Peer-reviewed medical study on privacy protections at US hospitals

Here is an interesting Research Letter in JAMA Internal Medicine entitled "Hospital Risk of Data Breaches." (Paywall.)  The authors reviewed DHHS data on hospital breaches from 2009 to 2016.

The reviewed data suggest that breaches are more likely to happen at teaching hospitals than at non-teaching hospitals, and that the risk of breaches increases with the size of the institution.

From a legal perspective, the baseline obligation to secure and competently handle patient medical records across the lifecycle of that information -- and the lifecycle of the patients -- applies more or less equally no matter the size of the institution.  But many information security standards incorporate duties of reasonable care.  In practice, reasonableness means that entities on notice that they face greater risk of breach must take more extensive measures to mitigate that risk.  (This is especially so under the tort framework, where clients find themselves sorting out issues post-breach:  reasonableness and liability will be assessed in hindsight.)
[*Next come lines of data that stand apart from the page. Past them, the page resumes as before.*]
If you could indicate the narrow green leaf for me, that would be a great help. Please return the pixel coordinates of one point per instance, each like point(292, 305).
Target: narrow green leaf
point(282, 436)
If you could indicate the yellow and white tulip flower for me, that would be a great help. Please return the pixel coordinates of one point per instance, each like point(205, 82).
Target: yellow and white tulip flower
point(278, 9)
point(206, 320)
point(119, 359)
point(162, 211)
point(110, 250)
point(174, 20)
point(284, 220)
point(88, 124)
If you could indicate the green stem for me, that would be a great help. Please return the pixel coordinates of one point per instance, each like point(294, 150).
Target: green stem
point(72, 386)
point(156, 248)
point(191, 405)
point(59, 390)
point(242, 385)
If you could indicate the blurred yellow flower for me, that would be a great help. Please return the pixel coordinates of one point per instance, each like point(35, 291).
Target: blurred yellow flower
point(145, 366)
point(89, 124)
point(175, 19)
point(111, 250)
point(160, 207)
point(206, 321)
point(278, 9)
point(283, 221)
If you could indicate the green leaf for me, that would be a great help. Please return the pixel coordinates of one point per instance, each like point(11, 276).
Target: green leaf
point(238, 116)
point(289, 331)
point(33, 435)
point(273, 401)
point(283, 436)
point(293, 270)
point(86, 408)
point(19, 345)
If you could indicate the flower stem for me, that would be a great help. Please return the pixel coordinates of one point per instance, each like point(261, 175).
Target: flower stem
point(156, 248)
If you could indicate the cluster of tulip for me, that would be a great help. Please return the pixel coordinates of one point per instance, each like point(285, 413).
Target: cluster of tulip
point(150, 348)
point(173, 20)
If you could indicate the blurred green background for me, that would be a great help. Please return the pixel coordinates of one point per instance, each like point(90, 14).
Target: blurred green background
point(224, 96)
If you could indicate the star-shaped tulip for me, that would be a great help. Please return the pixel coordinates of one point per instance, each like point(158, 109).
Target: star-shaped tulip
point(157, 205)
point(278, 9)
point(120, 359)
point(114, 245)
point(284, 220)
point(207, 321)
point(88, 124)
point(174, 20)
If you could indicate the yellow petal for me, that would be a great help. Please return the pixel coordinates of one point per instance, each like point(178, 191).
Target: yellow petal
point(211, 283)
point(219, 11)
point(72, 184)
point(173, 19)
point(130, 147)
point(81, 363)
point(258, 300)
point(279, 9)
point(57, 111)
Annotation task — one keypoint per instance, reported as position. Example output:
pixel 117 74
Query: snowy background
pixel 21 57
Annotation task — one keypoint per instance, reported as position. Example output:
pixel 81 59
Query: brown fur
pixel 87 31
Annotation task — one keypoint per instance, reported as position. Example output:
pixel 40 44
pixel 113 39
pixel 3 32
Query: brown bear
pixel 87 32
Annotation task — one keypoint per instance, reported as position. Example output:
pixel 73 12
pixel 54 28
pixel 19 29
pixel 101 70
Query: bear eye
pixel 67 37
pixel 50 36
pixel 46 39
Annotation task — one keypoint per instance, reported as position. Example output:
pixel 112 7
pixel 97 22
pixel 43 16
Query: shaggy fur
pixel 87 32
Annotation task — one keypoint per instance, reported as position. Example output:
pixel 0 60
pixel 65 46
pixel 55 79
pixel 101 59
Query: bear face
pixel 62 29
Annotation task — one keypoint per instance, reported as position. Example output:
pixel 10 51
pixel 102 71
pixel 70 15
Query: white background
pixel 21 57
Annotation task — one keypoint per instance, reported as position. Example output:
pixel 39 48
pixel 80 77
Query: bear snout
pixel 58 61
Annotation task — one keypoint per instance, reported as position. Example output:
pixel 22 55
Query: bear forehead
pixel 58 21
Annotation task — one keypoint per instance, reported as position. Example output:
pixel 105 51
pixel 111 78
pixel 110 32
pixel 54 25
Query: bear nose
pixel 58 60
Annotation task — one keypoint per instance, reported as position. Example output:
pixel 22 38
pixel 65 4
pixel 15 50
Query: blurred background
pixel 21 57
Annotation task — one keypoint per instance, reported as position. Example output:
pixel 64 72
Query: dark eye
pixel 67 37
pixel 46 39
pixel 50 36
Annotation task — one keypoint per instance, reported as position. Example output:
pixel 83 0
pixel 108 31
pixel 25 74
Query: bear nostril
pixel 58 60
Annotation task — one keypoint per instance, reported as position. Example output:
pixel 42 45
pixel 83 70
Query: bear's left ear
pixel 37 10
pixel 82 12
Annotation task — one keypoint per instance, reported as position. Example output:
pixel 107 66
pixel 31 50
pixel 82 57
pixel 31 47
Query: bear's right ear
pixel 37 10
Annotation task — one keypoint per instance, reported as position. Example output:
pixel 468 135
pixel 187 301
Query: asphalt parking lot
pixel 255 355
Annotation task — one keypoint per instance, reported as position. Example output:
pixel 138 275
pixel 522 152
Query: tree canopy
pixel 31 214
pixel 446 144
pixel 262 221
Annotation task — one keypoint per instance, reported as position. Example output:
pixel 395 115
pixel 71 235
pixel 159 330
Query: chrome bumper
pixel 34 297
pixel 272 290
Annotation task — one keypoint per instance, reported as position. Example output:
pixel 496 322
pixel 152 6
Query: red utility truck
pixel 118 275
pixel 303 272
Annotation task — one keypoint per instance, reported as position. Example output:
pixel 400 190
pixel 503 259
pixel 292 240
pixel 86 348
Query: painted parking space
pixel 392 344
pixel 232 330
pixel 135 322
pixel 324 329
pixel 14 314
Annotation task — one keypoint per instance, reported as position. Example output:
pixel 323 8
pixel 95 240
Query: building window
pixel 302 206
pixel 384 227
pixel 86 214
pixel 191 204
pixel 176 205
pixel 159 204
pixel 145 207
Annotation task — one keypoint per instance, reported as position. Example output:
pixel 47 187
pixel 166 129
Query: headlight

To a privacy litigator, the Letter is potentially useful as a Plaintiff's exhibit in a breach action against a large hospital.  "Your honor, as a big old teaching hospital, they're on notice of the substantial risk, and the risk required greater protections than they took . . ."

Consumer Reports notes,

Hospital data breaches are a fairly regular occurrence these days and can result in your Social Security number, health insurance ID, and other personal information being exposed and misused. For instance, your info may be used to perpetrate medical identity fraud—in which someone else obtains medical care in your name and leaves you with the bills and falsified medical records.

Via Consumer Reports, whose spin is a listicle entiteld "Protect Yourself From a Hospital Data Breach."  (Right.  How many consumers of medical care choose their provider on the basis of perceived privacy standards?  Not the ones who arrive in the back of an ambulance. . .)

Final observation.  The lead author of the JAMA letter is from Carey Business School at Johns Hopkins; all authors are PhDs and CPAs affiliated with Business Schools.  Did they consult a lawyer during the pre-publication review process?